How has your week been? Not much happened for me. Cookie selling wasn’t to exciting (rather more nerve-wracking) but fun enough. We now have lots of cookies that we got ourselves. I remember buying some years ago with Mom (Jess), but I don’t remember if you were there — it’s been too long; my memory is now short-lived. I loose more of it with time.
I enjoyed going to a Barnes & Noble while away for the first time in who knows how long. I got two books, one a collection of works by Robert Louis Stevenson, and the other the complete works of Oscar Wilde. We didn’t have much time, but it was nice to at least be there a bit.

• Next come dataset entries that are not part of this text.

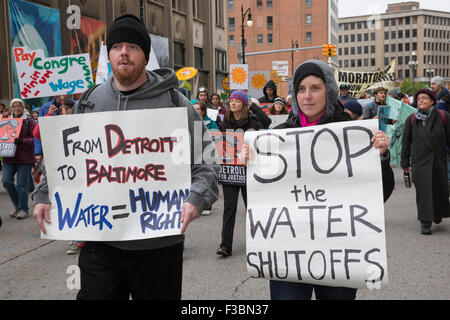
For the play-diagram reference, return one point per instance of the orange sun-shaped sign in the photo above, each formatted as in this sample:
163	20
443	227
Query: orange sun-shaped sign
259	81
239	75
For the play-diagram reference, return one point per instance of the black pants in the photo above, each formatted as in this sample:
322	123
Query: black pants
231	196
109	273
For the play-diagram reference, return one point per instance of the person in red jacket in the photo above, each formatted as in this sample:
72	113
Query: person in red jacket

I wish I could have looked around more, though. How is the Barnes & Noble in Eugene? Have you been often? I hope it hasn’t closed like the Toys R Us.

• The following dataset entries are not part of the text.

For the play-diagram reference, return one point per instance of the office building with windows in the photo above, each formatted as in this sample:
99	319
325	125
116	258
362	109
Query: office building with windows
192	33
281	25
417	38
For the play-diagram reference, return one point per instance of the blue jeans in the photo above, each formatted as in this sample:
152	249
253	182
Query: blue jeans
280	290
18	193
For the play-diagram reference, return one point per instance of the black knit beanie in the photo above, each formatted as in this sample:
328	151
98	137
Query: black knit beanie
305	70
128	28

I had another nightmare about you, but I don’t remember too much. I was in our house (where you live right now) and trying to write a note to you on the inside of your bathroom drawer, where I thought Mom (Mel) wouldn’t see it. It contained a link to a second Instagram account where I could try to communicate with you (though, for some reason, I could only communicate through video games). I remember leaving flowers and salad around the house in hidden places and thinking that Mom (Mel) could not get rid of me now, because of my presence through the proxies of the flowers/salad. When I spoke to Mom, I asked her why she left me, and why she doesn’t love me, and she said, “You are mad; you are crazy.” I do not find answers even in dreams.
If I knew a thing about you, I’d talk about it for as long as I can, instead of everything to do with me. I noticed that the person on Pinterest who messaged me about the Flickr account has changed their name to Finn. That can’t be the Finn from Sudbury, right? There is nothing else that might tell me about your life.
I’m feeling rather homesick, in the sense of home as not just a place, but also a time. Looking at your old photos brings me an indescribable longing and sadness. I hope you are well. I miss you.